Son enjeu, c’est de réinterpréter les particules et les interactions fondamentales comme différents modes de vibrations d’une unique classe de cordes, à la manière de cordes de guitare qui suivant la position des doigts sur le manche, produisent des sons différents, peuvent engendrer des quarks, des électrons, tout ce que l’on peut imaginer comme particules élémentaires. C’est une théorie quantique parce qu’elle est construite pour ça, et c’est une théorie gravitationnelle parce que le boson sans masse de spin 2, le graviton, apparaît spontanément dans le spectre d’excitation des cordes, et le graviton, comme son nom l’indique, propage la gravité, donc cette théorie a tout ce qu’il faut pour nous plaire. Elle s’est déployée au gré de trois révolutions :
- La super-symétrie qui est une théorie. On a cru découvrir théoriquement que les forces et les objets étaient la même chose. D’un côté, il y a les objets : les quarks, les électrons, etc. et de l’autre côté les médiateurs, les photons, les gravitons, etc. mais ce sont deux mondes qui ne se parlent pas. Ce qu’a compris la super-symétrie c’est, qu’en fait, ils se parlaient et qu’il était possible de les relier par des opérations mathématiques assez simples.
- La deuxième révolution de la théorie des cordes, c’est ce que l’on a appelé les relations de dualité.
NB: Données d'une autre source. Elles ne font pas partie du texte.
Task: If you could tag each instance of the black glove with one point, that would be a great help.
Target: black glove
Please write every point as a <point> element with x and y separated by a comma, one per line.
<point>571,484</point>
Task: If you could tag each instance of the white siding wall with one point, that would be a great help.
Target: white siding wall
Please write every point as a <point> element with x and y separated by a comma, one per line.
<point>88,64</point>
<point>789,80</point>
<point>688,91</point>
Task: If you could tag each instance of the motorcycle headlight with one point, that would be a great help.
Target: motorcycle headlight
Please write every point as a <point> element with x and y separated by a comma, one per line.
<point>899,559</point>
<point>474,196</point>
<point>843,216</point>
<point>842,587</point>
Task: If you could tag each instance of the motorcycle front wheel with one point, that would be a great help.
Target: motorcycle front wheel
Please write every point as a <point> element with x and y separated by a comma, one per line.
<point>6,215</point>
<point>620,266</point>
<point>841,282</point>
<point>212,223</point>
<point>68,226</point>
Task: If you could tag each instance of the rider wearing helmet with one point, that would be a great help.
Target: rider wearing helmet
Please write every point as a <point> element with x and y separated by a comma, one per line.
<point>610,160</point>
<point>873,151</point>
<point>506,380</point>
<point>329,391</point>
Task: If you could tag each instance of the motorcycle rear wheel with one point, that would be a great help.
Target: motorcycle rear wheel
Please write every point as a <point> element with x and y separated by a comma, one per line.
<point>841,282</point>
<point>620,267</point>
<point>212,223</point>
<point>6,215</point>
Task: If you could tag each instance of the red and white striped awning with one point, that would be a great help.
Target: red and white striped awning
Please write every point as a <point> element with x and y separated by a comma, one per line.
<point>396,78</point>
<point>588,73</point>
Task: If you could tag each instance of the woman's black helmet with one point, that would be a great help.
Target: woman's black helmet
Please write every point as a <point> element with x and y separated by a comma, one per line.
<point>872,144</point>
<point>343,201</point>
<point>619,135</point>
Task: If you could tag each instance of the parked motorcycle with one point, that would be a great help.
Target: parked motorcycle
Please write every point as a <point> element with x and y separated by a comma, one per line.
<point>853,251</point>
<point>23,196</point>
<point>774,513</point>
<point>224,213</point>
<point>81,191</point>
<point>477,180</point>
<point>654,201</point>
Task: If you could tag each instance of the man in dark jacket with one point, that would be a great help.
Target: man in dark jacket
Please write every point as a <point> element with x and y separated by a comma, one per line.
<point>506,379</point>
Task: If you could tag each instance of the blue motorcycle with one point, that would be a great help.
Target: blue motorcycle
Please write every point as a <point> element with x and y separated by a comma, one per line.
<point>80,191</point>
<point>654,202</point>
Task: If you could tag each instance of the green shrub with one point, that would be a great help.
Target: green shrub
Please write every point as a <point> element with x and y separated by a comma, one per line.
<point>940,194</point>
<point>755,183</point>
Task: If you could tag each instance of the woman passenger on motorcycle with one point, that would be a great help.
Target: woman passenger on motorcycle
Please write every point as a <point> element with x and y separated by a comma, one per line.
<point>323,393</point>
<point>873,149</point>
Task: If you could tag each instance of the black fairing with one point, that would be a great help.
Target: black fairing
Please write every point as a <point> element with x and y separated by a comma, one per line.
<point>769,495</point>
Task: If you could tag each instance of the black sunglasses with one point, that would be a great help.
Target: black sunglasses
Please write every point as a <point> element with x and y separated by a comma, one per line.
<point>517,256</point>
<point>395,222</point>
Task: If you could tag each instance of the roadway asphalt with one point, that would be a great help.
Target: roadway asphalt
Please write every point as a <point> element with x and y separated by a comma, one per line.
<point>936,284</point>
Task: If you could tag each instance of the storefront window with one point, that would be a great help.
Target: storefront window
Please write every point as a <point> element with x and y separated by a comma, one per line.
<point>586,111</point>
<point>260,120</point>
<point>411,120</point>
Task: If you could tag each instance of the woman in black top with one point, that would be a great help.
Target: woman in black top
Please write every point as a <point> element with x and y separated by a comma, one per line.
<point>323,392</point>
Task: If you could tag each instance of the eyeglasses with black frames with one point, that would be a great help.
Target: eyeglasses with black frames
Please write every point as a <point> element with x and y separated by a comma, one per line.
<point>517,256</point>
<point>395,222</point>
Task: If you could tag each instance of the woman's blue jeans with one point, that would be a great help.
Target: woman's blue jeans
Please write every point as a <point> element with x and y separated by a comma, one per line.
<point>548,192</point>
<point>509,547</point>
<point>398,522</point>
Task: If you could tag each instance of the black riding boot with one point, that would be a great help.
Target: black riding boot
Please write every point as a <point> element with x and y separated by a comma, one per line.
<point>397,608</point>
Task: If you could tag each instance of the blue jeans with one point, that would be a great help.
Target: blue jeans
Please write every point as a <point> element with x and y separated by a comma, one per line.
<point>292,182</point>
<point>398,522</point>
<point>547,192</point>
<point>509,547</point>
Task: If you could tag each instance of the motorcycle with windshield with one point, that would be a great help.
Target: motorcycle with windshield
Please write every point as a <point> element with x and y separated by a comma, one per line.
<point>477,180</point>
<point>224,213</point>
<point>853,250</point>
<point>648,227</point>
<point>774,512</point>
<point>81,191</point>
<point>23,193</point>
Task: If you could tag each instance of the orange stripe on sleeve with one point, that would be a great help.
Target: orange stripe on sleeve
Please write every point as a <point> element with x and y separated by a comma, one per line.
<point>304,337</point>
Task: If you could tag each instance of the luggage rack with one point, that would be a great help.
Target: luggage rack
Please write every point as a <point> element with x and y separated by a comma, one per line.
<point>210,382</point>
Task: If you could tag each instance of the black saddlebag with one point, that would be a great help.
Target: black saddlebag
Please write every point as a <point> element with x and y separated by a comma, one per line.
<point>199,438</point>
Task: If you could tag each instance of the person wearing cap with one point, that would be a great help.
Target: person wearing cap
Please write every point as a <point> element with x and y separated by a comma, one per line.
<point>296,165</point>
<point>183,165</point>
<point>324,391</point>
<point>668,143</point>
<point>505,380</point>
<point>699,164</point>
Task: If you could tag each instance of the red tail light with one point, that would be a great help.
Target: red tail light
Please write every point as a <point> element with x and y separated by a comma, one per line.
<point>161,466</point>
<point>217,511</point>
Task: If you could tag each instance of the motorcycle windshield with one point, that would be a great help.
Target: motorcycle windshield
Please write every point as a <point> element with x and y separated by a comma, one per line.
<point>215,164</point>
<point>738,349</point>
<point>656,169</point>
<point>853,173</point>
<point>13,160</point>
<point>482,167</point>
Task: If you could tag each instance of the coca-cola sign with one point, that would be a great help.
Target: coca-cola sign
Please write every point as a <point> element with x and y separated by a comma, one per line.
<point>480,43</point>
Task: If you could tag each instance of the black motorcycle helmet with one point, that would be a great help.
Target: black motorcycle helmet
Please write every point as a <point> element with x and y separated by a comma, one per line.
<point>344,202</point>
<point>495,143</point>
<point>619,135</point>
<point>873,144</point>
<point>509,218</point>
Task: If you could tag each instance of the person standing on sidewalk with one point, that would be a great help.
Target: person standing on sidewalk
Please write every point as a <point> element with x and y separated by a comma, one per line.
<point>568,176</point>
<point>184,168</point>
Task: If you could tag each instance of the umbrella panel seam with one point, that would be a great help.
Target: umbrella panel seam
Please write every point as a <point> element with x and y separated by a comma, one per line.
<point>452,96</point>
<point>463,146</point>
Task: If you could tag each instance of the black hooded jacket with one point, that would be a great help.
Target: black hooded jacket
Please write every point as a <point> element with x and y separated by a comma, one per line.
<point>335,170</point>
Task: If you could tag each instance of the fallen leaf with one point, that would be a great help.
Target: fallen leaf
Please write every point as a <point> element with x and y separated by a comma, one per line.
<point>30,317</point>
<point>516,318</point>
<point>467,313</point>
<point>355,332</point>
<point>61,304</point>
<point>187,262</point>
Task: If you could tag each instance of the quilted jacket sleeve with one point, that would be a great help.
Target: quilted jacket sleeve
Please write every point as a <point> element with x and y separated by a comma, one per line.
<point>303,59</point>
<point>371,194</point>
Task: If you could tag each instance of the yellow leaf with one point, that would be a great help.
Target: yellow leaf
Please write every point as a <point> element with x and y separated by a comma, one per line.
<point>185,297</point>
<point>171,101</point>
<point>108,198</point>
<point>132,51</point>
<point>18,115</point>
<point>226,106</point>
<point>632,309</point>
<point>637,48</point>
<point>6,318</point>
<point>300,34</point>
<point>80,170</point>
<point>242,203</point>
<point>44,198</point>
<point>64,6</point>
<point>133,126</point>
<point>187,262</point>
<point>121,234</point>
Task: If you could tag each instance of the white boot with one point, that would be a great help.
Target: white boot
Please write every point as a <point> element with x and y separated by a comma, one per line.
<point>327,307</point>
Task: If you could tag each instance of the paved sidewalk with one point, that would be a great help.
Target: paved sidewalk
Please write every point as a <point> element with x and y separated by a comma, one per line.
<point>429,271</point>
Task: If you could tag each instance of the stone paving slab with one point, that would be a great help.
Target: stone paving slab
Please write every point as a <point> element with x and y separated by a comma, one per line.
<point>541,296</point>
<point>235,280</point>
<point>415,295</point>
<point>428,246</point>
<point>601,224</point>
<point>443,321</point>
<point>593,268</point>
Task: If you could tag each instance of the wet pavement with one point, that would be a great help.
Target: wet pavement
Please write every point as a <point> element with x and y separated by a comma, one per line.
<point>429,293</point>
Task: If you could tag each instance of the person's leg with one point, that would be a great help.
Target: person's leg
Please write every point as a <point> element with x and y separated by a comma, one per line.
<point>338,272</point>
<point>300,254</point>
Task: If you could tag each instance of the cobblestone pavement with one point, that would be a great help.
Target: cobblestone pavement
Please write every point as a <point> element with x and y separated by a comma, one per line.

On a compris que les fortes interactions et les faibles interactions étaient vraisemblablement la même chose. Tout cela converge toujours vers cette idée d’unité.
- Et puis vient la troisième révolution qui vient un peu tout détruire, et qui consiste dans la découverte de la notion de « paysage ». Le petit problème de la théorie des cordes qui n’est pas complètement anecdotique, c’est que tout cela marche bien si l’espace a dix dimensions, ce qui n’est pas vraiment facile à concevoir pour la plupart d’entre nous. Il faut donc supposer que ces dimensions supplémentaires sont cachées. Elles nous sont inaccessibles. En mathématiques, on a ainsi besoin d’une compactification, de recroqueviller ces dimensions. La découverte du paysage réside dans la réalisation que les manières de compactifier ces dimensions sont tellement nombreuses que cela génère un nombre quasi infini de lois physiques possibles et cela devient vertigineux si on le conjoint avec ce que nous venons de dire de l’inflation. Celle-ci crée des bulles d’Univers et la théorie des cordes structure ces « bulles » avec des lois physiques différentes, avec des mondes sans lumière, des mondes avec quatre dimensions, des mondes sans étoiles, des monde avec des étoiles super-géantes, etc.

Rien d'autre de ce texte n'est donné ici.